Traduit du suédois par Lena Grumbach

Éditions Gaïa, 2015, 270 pages

Il faut croire que je n'en ai pas fini avec Katarina Mazetti, ou avec la Suède, au choix ! Quoiqu'il en soit, je ne vois vraiment pas comment je pouvais ne pas acheter de façon totalement compulsive impulsive ce roman (alors que je cherchais des sud-américains, il ne faut pas chercher! Vraiment pas!) Ceux qui me connaissent un peu savent que les pingouins et moi, c'est une longue histoire, et qu'ils s'appellent tous Micha. Pingouins, manchots, même combat ! Bref, j'aime les pingouins, j'aime le mot (qui sonne quand même bien rigolo) et j'aime ces petites créatures marantes. Alors forcément, Katarina Mazetti qui a déjà attiré mon attention + pingouins, ben moi je ne peux pas résister!

Un groupe très hétéroclite de suédois décide de partir en voyage avec pour but ultime, une croisière en Antarctique pour observer les manchots/pingouins et autres créatures du froid. Chacun a son but caché dans ce voyage : L'un mettre fin à sa vie, l'autre mettre fin à la vie d'une autre, une autre veut vivre avant de ne plus pouvoir le faire, une autre encore, vieille baroudeuse du troisième âge qui ne peut se résoudre à rester sédentaire ne serait-ce que deux mois, d'autres viennent à la chasse aux veufs... Une belle brochette d'être bien différents à l'image des nombreux animaux et oiseaux qu'ils vont observer au cours de leur croisière.

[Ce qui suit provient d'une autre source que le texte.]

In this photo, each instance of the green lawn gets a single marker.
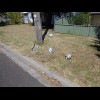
(83, 68)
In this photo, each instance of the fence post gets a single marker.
(38, 28)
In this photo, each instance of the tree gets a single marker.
(38, 28)
(82, 18)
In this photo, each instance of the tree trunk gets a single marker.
(38, 28)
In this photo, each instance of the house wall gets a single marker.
(95, 20)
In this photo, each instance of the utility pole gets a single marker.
(37, 22)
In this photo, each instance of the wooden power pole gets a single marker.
(37, 22)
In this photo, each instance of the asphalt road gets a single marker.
(12, 75)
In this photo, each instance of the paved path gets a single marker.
(12, 75)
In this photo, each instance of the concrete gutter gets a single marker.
(31, 66)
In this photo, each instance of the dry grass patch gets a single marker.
(83, 68)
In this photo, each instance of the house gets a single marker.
(27, 17)
(95, 18)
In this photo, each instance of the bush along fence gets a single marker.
(62, 26)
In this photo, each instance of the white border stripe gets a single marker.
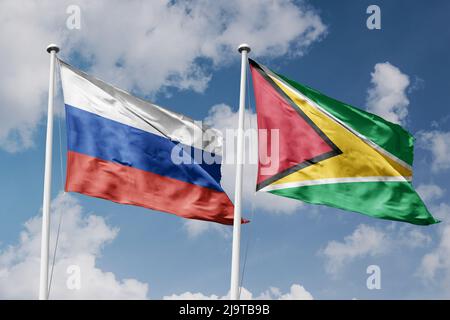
(362, 137)
(93, 95)
(333, 181)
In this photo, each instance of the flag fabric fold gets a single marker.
(130, 151)
(333, 154)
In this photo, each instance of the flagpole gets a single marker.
(244, 49)
(45, 238)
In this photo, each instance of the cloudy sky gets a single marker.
(182, 55)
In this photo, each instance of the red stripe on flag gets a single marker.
(107, 180)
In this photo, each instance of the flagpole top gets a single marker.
(52, 47)
(244, 47)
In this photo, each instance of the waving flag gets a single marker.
(333, 154)
(130, 151)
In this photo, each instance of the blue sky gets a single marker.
(193, 67)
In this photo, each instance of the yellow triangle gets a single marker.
(358, 158)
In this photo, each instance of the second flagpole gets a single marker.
(45, 237)
(244, 49)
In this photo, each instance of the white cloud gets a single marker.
(81, 241)
(368, 241)
(387, 96)
(430, 192)
(364, 241)
(296, 292)
(144, 46)
(435, 265)
(194, 228)
(438, 143)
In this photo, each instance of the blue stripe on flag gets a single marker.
(109, 140)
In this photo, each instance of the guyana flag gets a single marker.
(327, 152)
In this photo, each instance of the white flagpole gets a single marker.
(244, 49)
(45, 239)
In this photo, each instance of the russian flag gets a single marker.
(130, 151)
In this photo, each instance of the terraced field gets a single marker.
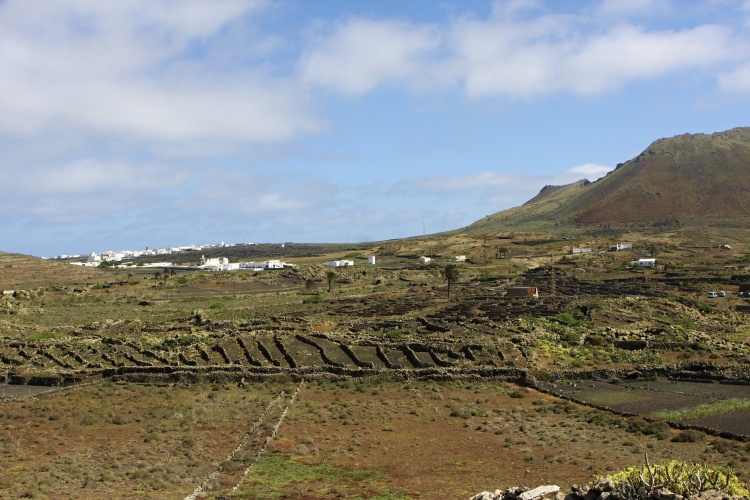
(294, 390)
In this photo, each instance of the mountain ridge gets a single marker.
(689, 179)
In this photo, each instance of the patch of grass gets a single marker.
(279, 477)
(394, 334)
(313, 299)
(720, 407)
(37, 337)
(678, 477)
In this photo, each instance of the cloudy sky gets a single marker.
(134, 123)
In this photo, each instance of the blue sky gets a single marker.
(145, 123)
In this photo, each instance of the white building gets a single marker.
(340, 263)
(644, 262)
(620, 246)
(213, 262)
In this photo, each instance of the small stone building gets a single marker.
(522, 291)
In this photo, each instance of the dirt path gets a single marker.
(229, 476)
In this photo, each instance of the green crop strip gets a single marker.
(720, 407)
(274, 477)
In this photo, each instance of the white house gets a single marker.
(255, 266)
(340, 263)
(644, 262)
(620, 246)
(213, 262)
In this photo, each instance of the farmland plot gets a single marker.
(374, 438)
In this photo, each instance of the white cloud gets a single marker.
(622, 8)
(134, 68)
(520, 50)
(360, 54)
(554, 53)
(737, 80)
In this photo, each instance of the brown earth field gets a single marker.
(347, 439)
(273, 385)
(648, 397)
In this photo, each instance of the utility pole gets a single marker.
(552, 274)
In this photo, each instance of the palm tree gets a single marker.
(330, 276)
(450, 274)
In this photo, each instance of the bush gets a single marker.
(571, 337)
(678, 477)
(394, 334)
(690, 436)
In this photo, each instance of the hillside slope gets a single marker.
(693, 179)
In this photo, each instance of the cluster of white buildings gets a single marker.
(94, 259)
(223, 264)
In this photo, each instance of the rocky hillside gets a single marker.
(691, 179)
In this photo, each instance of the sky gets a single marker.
(129, 124)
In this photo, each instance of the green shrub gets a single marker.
(678, 477)
(576, 318)
(42, 336)
(571, 337)
(690, 436)
(394, 334)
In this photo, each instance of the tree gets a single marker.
(330, 276)
(450, 274)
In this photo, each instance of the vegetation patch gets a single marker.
(720, 407)
(276, 476)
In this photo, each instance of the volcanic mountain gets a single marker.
(691, 179)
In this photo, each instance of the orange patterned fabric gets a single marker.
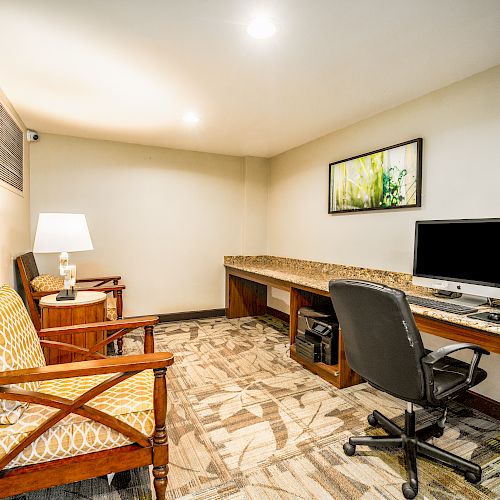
(47, 283)
(130, 401)
(19, 348)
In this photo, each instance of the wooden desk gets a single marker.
(88, 307)
(246, 295)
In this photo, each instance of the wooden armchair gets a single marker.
(69, 422)
(28, 271)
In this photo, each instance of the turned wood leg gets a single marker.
(119, 344)
(160, 439)
(149, 343)
(119, 313)
(119, 304)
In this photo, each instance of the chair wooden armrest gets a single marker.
(134, 363)
(105, 279)
(118, 324)
(104, 289)
(120, 327)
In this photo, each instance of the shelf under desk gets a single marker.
(246, 295)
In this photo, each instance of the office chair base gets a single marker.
(413, 443)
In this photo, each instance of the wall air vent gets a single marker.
(11, 151)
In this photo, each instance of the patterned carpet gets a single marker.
(247, 422)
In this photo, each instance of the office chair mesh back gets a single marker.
(381, 339)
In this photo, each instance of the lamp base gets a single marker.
(66, 295)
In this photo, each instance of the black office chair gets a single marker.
(384, 346)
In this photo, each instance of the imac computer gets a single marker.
(458, 256)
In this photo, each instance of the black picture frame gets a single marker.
(377, 198)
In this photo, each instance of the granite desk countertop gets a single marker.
(316, 275)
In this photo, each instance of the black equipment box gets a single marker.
(320, 339)
(308, 347)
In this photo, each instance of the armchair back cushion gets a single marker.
(47, 283)
(19, 348)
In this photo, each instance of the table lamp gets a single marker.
(63, 233)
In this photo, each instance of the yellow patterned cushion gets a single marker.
(19, 348)
(47, 283)
(111, 313)
(130, 401)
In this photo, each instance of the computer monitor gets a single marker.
(458, 256)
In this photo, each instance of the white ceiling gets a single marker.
(127, 70)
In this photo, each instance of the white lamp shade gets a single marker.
(62, 233)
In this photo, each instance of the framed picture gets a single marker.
(386, 178)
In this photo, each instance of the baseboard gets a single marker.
(187, 315)
(481, 403)
(278, 314)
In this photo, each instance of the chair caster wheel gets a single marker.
(408, 491)
(472, 478)
(349, 449)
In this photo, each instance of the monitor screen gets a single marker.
(458, 250)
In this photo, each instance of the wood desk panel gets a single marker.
(246, 295)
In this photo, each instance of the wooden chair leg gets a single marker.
(149, 343)
(160, 439)
(119, 304)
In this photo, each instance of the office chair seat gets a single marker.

Quelques personnages se détachent et prennent de l'importance au cours de l'intrigue : Wilma et Tomas, deux personnages attachants aux tempéraments bien opposés, Alba la fameuse baroudeuse qui ne veut pas se laisser piéger ni par la vie, ni par le temps (de toutes façons, elle mourra le jour de ses cent-vingts ans, un point c'est tout !)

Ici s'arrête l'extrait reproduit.